“But we have been in a recession. The only thing that hasn’t gone down are players’ salaries.” — Charles Barkley, October 11, 2011
Chuck is not alone in echoing a Stern sentiment: NBA players should also tighten their belts, what with the economy and all. To be technical, America isn’t currently in a recession. The country is also not exactly thriving after its 2008 implosion. Fair to say “fallen and I can’t get up,” isn’t necessarily better than “falling.” Wall Street is occupied for a reason.
But I’m not sure America’s economic downturn is germane to a lockout negotiation. Owners will want more money, regardless of pie size. Same goes for the players across that table. Writers can hand-wring over how recession-smacked fans might view this, but the economy has not demonstrably hurt pro basketball. To quote Henry’s incisive lockout summary:
“Late Monday night a union official laughed at Stern’s talk of the state of the economy, noting ‘the NBA’s economy doesn’t stink.’ Even after players are paid, the NBA now brings owners a billion or so dollars more, every year, than it once did.”

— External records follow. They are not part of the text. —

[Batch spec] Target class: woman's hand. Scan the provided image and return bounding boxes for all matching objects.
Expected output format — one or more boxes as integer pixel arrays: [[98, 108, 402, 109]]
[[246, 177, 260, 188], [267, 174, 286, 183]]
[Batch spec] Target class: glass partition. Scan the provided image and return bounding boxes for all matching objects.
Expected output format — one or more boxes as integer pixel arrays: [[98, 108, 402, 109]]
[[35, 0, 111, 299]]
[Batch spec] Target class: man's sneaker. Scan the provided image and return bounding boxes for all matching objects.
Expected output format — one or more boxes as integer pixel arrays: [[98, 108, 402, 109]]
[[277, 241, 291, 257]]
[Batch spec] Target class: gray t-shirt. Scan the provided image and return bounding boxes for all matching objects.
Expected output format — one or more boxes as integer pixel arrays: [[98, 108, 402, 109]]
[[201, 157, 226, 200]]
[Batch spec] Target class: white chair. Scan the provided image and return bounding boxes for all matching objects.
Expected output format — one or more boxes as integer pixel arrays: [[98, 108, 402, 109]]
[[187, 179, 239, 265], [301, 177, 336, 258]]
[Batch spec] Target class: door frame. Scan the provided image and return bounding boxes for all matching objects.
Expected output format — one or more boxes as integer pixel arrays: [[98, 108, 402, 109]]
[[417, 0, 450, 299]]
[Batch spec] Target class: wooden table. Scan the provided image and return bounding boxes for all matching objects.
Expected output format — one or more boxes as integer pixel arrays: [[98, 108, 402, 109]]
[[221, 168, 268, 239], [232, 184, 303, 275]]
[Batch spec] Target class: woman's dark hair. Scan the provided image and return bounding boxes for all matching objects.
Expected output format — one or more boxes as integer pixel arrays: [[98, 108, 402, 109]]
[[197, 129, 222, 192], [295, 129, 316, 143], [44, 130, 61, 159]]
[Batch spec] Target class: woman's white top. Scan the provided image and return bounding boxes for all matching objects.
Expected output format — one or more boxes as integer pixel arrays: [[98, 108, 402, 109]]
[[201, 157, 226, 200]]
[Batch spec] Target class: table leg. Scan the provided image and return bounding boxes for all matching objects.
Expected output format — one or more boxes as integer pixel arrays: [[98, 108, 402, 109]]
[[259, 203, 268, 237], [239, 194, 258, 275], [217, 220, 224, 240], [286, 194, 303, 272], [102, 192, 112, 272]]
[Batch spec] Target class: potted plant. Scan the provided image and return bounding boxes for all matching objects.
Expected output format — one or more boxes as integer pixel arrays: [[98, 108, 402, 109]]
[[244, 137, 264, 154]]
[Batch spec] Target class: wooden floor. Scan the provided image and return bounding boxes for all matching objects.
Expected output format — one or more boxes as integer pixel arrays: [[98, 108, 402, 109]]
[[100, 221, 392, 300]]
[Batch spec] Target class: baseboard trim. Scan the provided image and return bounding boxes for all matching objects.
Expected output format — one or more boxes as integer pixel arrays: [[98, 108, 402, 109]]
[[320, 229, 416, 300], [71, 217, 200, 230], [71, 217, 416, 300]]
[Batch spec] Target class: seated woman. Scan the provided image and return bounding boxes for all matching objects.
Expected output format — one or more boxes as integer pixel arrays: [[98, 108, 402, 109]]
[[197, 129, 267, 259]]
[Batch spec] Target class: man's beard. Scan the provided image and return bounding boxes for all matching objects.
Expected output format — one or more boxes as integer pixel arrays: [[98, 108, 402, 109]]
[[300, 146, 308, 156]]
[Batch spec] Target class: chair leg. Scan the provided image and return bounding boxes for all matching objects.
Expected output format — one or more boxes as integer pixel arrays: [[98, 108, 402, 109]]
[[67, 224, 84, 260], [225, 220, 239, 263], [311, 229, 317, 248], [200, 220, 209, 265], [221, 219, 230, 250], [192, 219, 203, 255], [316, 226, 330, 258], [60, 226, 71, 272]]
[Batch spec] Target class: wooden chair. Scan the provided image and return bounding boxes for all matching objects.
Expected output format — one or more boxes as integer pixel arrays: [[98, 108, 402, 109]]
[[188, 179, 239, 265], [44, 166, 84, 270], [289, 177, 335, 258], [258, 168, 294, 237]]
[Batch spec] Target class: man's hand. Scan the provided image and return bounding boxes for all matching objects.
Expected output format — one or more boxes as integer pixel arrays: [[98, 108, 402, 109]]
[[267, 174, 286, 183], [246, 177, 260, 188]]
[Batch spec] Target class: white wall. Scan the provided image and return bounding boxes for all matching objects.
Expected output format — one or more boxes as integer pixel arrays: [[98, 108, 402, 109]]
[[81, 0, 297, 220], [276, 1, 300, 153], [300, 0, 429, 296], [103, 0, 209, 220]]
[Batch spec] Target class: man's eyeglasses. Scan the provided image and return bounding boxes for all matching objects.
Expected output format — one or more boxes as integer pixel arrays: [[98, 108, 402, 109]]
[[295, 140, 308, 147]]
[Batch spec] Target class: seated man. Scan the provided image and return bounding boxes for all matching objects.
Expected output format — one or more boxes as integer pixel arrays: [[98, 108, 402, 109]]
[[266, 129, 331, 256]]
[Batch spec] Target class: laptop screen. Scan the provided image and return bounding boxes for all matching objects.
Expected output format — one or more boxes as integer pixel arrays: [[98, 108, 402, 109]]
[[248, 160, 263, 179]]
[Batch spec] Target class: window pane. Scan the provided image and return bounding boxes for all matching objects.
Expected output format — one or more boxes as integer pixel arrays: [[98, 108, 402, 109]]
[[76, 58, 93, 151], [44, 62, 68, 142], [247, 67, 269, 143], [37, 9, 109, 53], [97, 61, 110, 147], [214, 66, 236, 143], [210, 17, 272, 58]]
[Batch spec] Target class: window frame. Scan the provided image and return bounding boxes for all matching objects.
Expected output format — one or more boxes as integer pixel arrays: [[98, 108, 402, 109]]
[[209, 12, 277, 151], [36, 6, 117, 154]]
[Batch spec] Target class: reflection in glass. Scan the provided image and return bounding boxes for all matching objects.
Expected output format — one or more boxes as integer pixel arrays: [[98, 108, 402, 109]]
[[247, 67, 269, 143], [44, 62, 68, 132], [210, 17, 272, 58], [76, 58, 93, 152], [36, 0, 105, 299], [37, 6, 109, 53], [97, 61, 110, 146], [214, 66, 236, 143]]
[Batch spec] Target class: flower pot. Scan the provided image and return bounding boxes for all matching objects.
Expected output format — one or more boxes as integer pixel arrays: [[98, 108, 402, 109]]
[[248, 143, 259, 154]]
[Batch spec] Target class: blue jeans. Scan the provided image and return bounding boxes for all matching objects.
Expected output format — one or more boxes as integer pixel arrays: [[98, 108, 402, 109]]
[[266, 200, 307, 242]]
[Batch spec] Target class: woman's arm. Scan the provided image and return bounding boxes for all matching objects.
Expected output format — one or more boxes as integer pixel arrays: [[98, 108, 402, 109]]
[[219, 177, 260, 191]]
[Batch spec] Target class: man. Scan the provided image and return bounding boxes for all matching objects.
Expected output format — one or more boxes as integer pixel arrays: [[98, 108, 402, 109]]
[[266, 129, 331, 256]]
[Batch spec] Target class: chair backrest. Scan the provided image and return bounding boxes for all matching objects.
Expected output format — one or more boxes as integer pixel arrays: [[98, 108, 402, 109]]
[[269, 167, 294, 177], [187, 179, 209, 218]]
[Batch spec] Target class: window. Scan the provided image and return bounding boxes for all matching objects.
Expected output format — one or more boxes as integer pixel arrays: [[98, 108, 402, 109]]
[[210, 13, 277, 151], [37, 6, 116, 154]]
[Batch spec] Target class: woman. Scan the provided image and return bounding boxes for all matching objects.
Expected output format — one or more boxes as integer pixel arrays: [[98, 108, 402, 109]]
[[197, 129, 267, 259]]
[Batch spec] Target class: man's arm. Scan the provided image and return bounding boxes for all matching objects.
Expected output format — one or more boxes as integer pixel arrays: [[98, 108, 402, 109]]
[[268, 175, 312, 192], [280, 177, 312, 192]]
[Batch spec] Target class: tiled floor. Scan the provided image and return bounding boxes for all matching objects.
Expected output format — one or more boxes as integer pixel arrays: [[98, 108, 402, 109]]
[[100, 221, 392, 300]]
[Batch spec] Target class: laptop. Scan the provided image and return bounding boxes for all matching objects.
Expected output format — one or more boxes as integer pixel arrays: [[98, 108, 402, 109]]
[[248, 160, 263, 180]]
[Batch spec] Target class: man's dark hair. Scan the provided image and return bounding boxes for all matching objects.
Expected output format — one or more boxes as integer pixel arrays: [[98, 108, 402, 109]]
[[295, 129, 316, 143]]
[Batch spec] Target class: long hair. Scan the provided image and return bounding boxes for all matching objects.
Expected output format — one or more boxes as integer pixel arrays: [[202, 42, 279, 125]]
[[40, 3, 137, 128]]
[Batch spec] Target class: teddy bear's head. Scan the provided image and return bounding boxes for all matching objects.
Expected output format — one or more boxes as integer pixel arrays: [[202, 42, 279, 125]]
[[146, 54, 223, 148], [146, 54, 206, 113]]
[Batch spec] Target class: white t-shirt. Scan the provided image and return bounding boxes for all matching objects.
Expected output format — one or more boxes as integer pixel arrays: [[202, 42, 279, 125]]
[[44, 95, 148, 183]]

Recent NBA television ratings have been floating higher than helium-farting condors. In general, sports are a’ booming. Perhaps this success has been stoked by social media and perhaps it’s just because the pinched seek distractions. But unless David Stern can clearly demonstrate how a bad economy is bad for his owners, it’s a convenient falsehood. And no, the Maloofs don’t count. That Palms business was some extracurricular self-immolation.
For now, it sounds like the disaster capitalism referenced in Jeff Magregor’s fiery lockout piece. The concept of “disaster capitalism” was the leitmotif of Naomi Klein’s Shock Doctrine, a book that chronicled how the wealthy profit from the social paralysis that happens during and after massive disasters. Klein tried to cram too many events into her over-arching theme, but it’s not hard to see why: This is an oft-repeated phenomenon. Powerful people so frequently cite awful events as the imperative for doing what they would favor under any circumstance.
A helium farting condor is attacking the town! I need your lunch money! It’s an especially big condor! Guh, for, um, condor repellent!
Will such chicken little-ing help owners? That depends on whether the players accept this panic paradigm.